During the restriction period, the employee may not sell, transfer, pledge
or assign the restricted stock. The certificate evidencing the restricted stock
will remain in the possession of the Company until the restrictions have lapsed.
Upon termination of the employee for any reason during the restriction
period, all restricted stock either will vest or be subject to forfeiture, in
accordance with the terms and conditions of the initial award. During the
restriction period, the employee will have the right to vote the restricted
stock and to receive any cash dividends. At the time of award, the Committee may
require the deferral and reinvestment of any cash dividends in the form of
additional shares of restricted stock. Stock dividends will be treated as
additional shares of restricted stock and will be subject to the same terms and
conditions as the initial grant.
At the time of the award of the restricted stock, the Committee may provide
for other awards, payable either in stock or cash, to be made to the employee so
as to ensure payment of a minimum value at the time the restrictions lapse on
the restricted stock, subject to such performance, service and/or other terms
and conditions as the Committee may specify.

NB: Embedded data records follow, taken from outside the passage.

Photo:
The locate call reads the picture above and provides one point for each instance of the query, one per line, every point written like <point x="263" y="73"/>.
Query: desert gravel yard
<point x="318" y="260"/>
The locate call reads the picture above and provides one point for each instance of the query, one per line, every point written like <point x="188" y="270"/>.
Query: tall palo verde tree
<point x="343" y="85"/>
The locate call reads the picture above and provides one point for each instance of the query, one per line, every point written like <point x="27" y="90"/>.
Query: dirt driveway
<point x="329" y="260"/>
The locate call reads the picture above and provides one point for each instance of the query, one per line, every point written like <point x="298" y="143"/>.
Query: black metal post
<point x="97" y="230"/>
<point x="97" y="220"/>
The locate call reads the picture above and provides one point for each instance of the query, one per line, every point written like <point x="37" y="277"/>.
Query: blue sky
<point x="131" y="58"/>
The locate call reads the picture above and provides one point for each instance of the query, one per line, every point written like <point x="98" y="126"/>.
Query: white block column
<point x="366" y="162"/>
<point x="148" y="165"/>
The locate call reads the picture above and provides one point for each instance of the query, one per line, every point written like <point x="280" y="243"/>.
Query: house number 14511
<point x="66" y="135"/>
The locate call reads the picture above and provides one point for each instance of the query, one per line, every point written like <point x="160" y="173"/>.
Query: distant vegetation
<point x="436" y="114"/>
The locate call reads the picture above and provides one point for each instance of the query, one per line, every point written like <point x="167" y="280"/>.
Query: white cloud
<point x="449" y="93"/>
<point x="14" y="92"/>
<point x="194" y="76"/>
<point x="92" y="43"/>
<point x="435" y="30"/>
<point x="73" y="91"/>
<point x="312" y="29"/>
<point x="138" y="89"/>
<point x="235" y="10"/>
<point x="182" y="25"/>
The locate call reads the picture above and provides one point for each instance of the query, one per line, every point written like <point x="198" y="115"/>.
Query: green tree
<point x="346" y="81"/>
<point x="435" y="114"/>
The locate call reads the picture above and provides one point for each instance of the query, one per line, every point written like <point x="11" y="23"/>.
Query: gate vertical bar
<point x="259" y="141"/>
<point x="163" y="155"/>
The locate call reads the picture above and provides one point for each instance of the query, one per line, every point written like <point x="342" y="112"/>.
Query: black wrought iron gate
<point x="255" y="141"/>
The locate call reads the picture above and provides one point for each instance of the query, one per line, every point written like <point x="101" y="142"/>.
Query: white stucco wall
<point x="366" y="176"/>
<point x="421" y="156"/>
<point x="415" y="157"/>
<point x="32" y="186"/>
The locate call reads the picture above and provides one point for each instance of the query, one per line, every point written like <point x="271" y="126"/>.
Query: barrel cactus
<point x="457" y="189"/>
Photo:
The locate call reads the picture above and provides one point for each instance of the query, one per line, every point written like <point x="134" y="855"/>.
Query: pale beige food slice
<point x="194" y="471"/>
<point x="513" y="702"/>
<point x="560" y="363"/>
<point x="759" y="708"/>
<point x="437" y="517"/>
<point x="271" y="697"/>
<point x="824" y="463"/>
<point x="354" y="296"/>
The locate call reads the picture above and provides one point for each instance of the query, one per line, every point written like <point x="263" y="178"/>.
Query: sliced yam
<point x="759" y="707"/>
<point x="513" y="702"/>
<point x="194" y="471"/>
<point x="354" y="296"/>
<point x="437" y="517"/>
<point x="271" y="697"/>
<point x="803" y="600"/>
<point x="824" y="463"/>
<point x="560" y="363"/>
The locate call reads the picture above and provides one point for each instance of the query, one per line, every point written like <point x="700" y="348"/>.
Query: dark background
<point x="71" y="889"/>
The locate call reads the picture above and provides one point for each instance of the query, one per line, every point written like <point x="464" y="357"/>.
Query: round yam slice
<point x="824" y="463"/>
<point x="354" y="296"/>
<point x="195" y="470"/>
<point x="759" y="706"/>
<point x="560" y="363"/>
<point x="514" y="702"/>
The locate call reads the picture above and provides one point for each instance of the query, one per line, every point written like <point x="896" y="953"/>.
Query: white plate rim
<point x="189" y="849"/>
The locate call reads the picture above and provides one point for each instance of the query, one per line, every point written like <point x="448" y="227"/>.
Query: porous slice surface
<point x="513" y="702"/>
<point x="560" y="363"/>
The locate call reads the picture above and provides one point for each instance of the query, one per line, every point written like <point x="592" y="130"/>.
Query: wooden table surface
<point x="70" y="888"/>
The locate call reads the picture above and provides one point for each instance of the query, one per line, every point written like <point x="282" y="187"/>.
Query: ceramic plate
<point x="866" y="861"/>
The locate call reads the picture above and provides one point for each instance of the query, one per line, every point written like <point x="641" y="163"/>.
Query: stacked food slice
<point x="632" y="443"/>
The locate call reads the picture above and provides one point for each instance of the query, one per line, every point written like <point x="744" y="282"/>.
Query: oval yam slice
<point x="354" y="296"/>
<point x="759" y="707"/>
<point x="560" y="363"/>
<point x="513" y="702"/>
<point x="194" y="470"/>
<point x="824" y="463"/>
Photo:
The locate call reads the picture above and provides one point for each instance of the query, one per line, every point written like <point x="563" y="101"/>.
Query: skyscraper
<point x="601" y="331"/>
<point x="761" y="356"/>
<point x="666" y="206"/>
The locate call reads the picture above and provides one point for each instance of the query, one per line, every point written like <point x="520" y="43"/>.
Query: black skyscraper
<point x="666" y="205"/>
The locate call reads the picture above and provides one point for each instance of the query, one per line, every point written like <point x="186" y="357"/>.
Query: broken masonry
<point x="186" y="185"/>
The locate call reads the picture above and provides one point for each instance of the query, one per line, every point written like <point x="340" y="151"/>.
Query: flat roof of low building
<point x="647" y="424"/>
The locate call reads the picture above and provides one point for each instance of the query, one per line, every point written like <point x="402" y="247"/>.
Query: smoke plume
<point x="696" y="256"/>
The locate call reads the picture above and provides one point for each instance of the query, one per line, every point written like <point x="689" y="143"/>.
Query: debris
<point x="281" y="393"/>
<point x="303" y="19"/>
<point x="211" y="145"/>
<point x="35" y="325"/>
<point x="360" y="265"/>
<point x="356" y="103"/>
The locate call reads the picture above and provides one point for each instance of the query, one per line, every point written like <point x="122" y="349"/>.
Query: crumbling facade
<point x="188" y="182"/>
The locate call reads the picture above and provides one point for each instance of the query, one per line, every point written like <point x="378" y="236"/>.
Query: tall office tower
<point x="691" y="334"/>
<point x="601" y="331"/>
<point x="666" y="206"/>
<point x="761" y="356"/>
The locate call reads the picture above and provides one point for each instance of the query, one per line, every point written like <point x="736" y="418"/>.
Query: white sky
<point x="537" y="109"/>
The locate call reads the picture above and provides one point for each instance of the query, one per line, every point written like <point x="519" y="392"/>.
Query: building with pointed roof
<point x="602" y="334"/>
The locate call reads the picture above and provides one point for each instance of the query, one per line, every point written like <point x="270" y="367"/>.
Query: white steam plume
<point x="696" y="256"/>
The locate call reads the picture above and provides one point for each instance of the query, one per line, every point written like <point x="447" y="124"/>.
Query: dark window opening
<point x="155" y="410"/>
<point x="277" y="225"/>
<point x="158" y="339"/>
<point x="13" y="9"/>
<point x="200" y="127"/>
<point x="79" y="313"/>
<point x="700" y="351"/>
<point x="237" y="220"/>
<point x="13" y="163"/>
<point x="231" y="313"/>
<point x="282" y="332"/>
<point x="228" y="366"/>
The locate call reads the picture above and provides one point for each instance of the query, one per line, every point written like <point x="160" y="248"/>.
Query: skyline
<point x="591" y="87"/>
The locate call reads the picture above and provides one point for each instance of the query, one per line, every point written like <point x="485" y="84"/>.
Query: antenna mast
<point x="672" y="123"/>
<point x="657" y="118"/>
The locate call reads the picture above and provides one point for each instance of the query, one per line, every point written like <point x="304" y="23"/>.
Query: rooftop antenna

4. Deferred Stock. Deferred stock may be granted alone, in conjunction
with, or in tandem with other awards under the 1997 Plan and/or cash awards
outside of the 1997 Plan and may be conditioned upon the attainment of specific
performance goals or such other factors as the Committee may determine. The
provisions attendant to a grant of deferred stock may vary from participant to
participant.
In making an award of deferred stock, the Committee will determine the
periods during which the stock is subject to forfeiture, and may grant such
stock without payment therefor. Upon vesting, the award will be settled in
shares of the Company's common stock.
During the deferral period as set by the Committee, the employee may not
sell, transfer, pledge or assign the deferred stock award. At the end of the
deferral period, shares of common stock equal to the number covered by the award
of deferred stock will be delivered to the employee.
Upon termination of the employee for any reason during the deferral period,
all deferred stock either will vest or be subject to forfeiture, in accordance
with the terms and conditions of the initial award.
During the deferral period, and as determined by the Committee at the time
of award, the amount equivalent to any dividends that would have been paid had
the shares of deferred stock covered by a given award been issued will be paid
to the employee, or deemed reinvested in additional shares of deferred stock.
Deferred stock will carry no voting rights until such time as the stock is
actually issued.
At the time of the award of the deferred stock, the Committee may provide
for other awards, payable either in stock or cash, to be made to the employee so
as to ensure payment of a minimum value of the time the deferral limitations
lapse on the deferred stock, subject to such performance, service and/or other
terms and conditions as the Committee may specify.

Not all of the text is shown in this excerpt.